10xTeam December 26, 2025 10 min read

Why does one programmer earn a modest salary while another, in the same field, commands a six-figure income? The difference isn’t merely about being a faster or “smarter” coder. It’s about transcending the “I can write code” phase and entering the realm of software engineering. There is a vast chasm between simply writing code and architecting robust, scalable, and efficient software systems.

Today, we’re diving into nine key terms that are becoming increasingly prevalent. You may have heard of some, while others might be completely new. But by the end of this article, you’ll have gained valuable knowledge. These concepts have gained significant traction in recent years, partly due to the rise of AI, and their importance is set to skyrocket by 2026. Mastering them will put you ahead of the curve.

Let’s begin.

1. LLM (Large Language Model)

You might think this is the most obvious starting point. We all know about LLMs, right? Yes, but let’s solidify our understanding. Large Language Models, which exploded into public consciousness with ChatGPT 3.5 in late 2022, are not new. The “3.5” itself implies a history of prior versions. LLMs have been developing for years.

However, in today’s landscape, it’s non-negotiable to understand them deeply. It’s not enough to know what they are. You need to know which models you can run locally on your machine and which are available via cloud providers like OpenAI, Anthropic, or Google.

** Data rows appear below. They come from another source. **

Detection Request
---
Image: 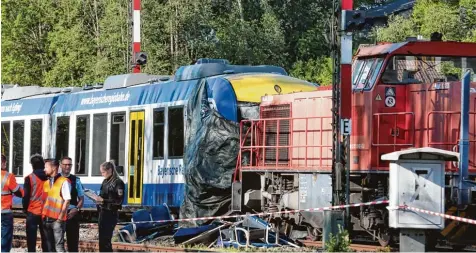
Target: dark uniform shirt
[99,176,125,211]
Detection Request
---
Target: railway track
[300,240,388,252]
[13,235,214,252]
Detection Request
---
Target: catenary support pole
[132,0,141,73]
[458,70,471,205]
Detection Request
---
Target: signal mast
[132,0,147,73]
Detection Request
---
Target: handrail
[426,111,476,146]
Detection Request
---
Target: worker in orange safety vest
[23,154,48,252]
[1,154,23,252]
[42,159,71,252]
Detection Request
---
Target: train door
[372,56,416,169]
[127,111,145,204]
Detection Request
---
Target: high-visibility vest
[28,173,46,215]
[2,170,20,213]
[42,176,69,221]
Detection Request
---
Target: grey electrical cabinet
[382,148,459,229]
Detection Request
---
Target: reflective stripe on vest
[28,173,45,215]
[42,176,69,221]
[2,171,13,213]
[2,171,12,195]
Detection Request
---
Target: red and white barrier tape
[102,200,389,225]
[399,206,476,225]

More importantly, you must learn how to fine-tune an LLM for your specific needs. This is what companies are starting to demand and what you’ll need for your own projects. You need to take a massive, general-purpose LLM and specialize it for your use case. This involves understanding concepts like context engineering and effective prompting. This is the foundational term everyone in tech must master.

2. RAG (Retrieval-Augmented Generation)

Imagine you’ve integrated an LLM into your application. It’s brilliant, trained on billions of data points, but it knows nothing about your company’s specific, private data. Let’s say your company wants to build a dashboard to analyze this year’s sales statistics. You can query the database directly, but what if you want to ask the AI questions about your data?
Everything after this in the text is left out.